Ruim dertig jaar na de herintroductie van de bever in Nederland heeft het dier zich over een behoorlijk deel van het land verspreid. Sinds 2011 is de beverpopulatie flink gestegen. Naar schatting zijn er nu 3500 bevers, een paar honderd meer dan een jaar eerder. In 2011 waren er nog maar zo’n 1000. Dat melden kennisplatform Nature Today en de Zoogdiervereniging.
In 1826 was de bever in Nederland uitgeroeid. In 1988 werd het dier opnieuw uitgezet, mede wegens zijn belangrijke rol als „landschapshervormende soort”. Dat betekent dat de bever doorgaans een positieve invloed heeft op de biodiversiteit, aldus het platform.
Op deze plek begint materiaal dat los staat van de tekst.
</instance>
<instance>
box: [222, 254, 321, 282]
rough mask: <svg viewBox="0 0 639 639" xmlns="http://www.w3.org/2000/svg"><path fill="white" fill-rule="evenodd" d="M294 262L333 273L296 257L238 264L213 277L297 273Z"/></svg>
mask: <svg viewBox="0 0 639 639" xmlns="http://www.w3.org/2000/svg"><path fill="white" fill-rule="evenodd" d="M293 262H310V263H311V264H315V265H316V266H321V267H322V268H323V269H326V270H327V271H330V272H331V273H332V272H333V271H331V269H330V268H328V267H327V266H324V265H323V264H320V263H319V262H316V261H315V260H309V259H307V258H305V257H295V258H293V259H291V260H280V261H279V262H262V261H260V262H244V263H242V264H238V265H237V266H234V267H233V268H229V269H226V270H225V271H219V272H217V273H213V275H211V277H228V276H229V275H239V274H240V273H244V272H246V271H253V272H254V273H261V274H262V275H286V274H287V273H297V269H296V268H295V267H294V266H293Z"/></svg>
Dat de bever zich zo snel verspreid zorgt ook voor problemen. Het knaagdier zorgt voor tonnen schade aan dijken en ondergraaft funderingen. Beverdammen hebben hier en daar wateroverlast tot gevolg. In Limburg zijn om die reden bevers afgeschoten. Ook in Gelderland mag het beschermde dier bejaagd worden. Natuurbeschermers verwachten dat alle provincies dergelijke maatregelen gaan nemen. Maar de herintroductie is volgens hen geen mislukking, maar een succes: „Omdat bevers beschermd zijn, moeten er eerst allerlei andere ingrepen worden gedaan voordat er geschoten mag worden. En die ingrepen zijn weer goed voor de natuur.”
De bever heeft zich in bijna alle provincies gevestigd. Alleen niet in Noord-Holland. Deze provincie is wel al een paar keer door zwervende bevers bezocht. Vestiging van het dier in Noord-Holland is volgens Nature Today een kwestie van tijd en wordt binnen vijf jaar verwacht.
Omdat in Nederland nog veel gebieden zijn waar bevers kunnen leven, wordt verwacht dat de groei van het aantal dieren doorzet.